La Lettre du Continent a publié aujourd’hui l’ordonnance de non-lieu signée le 17 mai dernier par le juge d’instruction Angelo Houssou.

ordonnancenonlieu

L’ordonnance de non-lieu signée le 17 mai par le juge d’instruction Angelo Djidjoho Houssou dans l’affaire Patrice Talon soulève plusieurs interrogations que seuls les professionnels du droit seront capables de trancher. Dans cette décision que La Lettre du Continent s’est procurée (voir le document), le juge d’instruction n’a pas retenu l’association de malfaiteurs. Pourtant, ses investigations ont clairement établi que les trois protagonistes supposés du complot (Moudjaidou Soumanou, Ibrahim Mama Cisse et Zouberath Kora) visant à assassiner Thomas Boni Yayi ont rencontré l’homme d’affaires béninois – cerveau présumé de cette opération – le 17 octobre 2012 à Bruxelles. « Patrice Talon les a convaincus de remettre en lieu et place des médicaments usuels du président de la République d’autres produits pharmaceutiques qu’ils vont lui administrer », précise l’ordonnance. Deux expertises indépendantes réalisées sur les produits en question (LC nº658) en démontrent le caractère potentiellement mortel. Auditionnés par le même juge, les mêmes protagonistes ont reconnu les faits devant leurs avocats respectifs. Zouberath Kora, la nièce du président béninois a ainsi évoqué la promesse faite par Patrice Talon de lui faire parvenir un milliard de F CFA après l’administration de plusieurs gélules à son oncle.
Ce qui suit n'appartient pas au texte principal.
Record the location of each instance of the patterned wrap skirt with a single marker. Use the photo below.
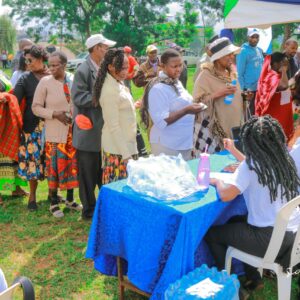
(31, 155)
(61, 165)
(113, 167)
(9, 179)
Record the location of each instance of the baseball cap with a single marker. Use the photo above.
(252, 31)
(127, 49)
(151, 48)
(96, 39)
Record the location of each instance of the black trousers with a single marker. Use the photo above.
(247, 238)
(90, 175)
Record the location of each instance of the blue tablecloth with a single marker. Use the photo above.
(160, 241)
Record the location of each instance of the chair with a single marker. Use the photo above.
(25, 284)
(268, 261)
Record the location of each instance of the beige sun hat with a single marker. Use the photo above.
(222, 47)
(96, 39)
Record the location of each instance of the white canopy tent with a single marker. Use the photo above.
(260, 13)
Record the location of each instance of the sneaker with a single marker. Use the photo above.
(32, 206)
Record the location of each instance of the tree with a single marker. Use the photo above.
(132, 22)
(7, 34)
(76, 13)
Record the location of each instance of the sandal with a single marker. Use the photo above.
(19, 193)
(56, 212)
(73, 205)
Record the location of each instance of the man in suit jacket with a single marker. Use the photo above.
(88, 141)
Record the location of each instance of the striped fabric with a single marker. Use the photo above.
(260, 13)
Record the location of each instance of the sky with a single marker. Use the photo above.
(174, 8)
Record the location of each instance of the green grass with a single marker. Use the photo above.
(51, 252)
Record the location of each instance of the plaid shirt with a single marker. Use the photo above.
(10, 126)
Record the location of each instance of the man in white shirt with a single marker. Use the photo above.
(88, 142)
Concernant la tentative d’empoisonnement – le second chef d’inculpation -, Angelo Houssou estime qu’elle « n’est pas constituée ». Cette interprétation se fonde sur la définition du terme, une tentative n’existant, d’après l’ordonnance, que « par un commencement d’exécution (…) qu’elle n’a pas été suspendue ou n’a manqué son effet qu’en raison des circonstances indépendantes de la volonté de son auteur ». Or, selon le juge, « les actes préparatoires qui précèdent l’exécution » ne ressortent pas d’une tentative. Autre argument avancé : le passage à l’acte n’a pas eu lieu, les protagonistes supposés du complot ayant décidé de ne pas mener leur action à son terme. Aussitôt après la signature de cette ordonnance, le procureur de la république, Justin Gbenameto, qui se trouve être un parent d’Angelo Houssou, a fait appel de cette décision.